= Pontius Telesinus =

Italic Samnite leader (died 82 BC)

Pontius Telesinus (died 2 November 82 BC) was the last independent leader of the Italic Samnites before their annexation by the Roman Republic. A fierce patriot, he was one of the rebel commanders in the Social War (91–87 BC) against Rome, leading the last remnants of the rebellion in southern Italy after the main uprising had already been suppressed. He intervened in the Roman civil wars of the 80s BC in an attempt to improve his and his people's position, but picked the losing side and was killed in 82 BC following the Battle of the Colline Gate against the Roman general Sulla.

==Life==
The Samnites were a people who inhabited central and southern Italy, and had fought several wars against the Roman Republic before being subjugated in the third century BC. Pontius Telesinus claimed descent from Gaius Pontius, the Samnite leader who had humiliated the Romans at the Caudine Forks in 321 BC. The surname (cognomen) "Telesinus" indicates an origin in Telesia. Several Roman sources list Pontius as one of the leaders of the Samnites during the Social War against Rome in 91 BC, holding the rank of "praetor", but no specific actions of his in the main part of the conflict are known. (Note: The sources may have confused Telesinus's role in the later stage of the rebellion and subsequent civil wars with the main period of the Social War itself.) The rebellion collapsed by 88 BC, but Telesinus appears to have led the remnants of the Italian resistance to Rome in Lucania and Bruttium. In late 88 or early 87 BC, he and other remaining rebel leaders (Note: Diodorus Siculus gives a garbled set of names which includes Marcus (L)a(m)ponius and "Pompeius". The latter name is thought to be a corruption of "Pontius", especially since Telesinus and Lamponius operated in conjunction with each other elsewhere. On the other hand, E.T. Salmon also proposed interpreting Pompeius as Papius Mutilus, another Samnite commander.) besieged Isiae in Bruttium and Rhegium on the strait of Messina, but were repelled by the Roman governor of Sicily, Gaius Norbanus. Nonetheless, they were able to make peace with Rome on favorable terms by siding with the Roman consul Cornelius Cinna in the civil war of 87 BC.

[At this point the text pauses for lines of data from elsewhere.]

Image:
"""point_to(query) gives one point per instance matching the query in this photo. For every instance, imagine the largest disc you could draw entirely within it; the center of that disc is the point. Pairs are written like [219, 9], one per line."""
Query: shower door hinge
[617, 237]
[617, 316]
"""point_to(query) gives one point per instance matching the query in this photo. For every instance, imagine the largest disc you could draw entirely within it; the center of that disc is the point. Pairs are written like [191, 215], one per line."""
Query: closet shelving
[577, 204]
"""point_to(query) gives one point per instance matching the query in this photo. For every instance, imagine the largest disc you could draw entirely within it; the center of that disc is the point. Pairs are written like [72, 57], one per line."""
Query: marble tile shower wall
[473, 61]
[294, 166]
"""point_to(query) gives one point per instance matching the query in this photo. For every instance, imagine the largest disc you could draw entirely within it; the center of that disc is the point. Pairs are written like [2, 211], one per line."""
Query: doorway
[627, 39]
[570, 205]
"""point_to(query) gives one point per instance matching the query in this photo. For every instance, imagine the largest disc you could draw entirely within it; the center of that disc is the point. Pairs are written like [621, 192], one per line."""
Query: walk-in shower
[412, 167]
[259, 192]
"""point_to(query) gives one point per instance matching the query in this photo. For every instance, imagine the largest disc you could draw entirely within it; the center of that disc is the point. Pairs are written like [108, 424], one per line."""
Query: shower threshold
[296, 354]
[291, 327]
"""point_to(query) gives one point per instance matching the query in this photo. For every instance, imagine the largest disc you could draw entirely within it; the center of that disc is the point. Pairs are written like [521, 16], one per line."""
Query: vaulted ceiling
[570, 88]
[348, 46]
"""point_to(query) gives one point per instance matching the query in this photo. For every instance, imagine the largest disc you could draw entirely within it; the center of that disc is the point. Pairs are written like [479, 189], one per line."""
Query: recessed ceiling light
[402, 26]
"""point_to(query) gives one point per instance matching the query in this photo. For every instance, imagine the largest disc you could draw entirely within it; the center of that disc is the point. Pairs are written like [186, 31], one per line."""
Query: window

The Samnites took up arms again in 82 BC, together the allied Lucanians, to aid the Roman government in another civil war, this time against the renegade Roman general Sulla. Pontius Telesinus's younger brother and a contingent of Samnites were among the forces of the Roman consul Marius which fought Sulla at the Battle of Sacriportus. They were heavily defeated and subsequently besieged at Praeneste. After the victory, Sulla took the city of Rome. Hearing of this disaster, Pontius Telesinus and the Lucanian leader Marcus Lamponius raised a large force to relieve Marius at Praeneste, but, finding that Sulla's armies were both blocking the road to the city and threatening their rear, decided instead to march towards Rome, encamping near the Colline Gate.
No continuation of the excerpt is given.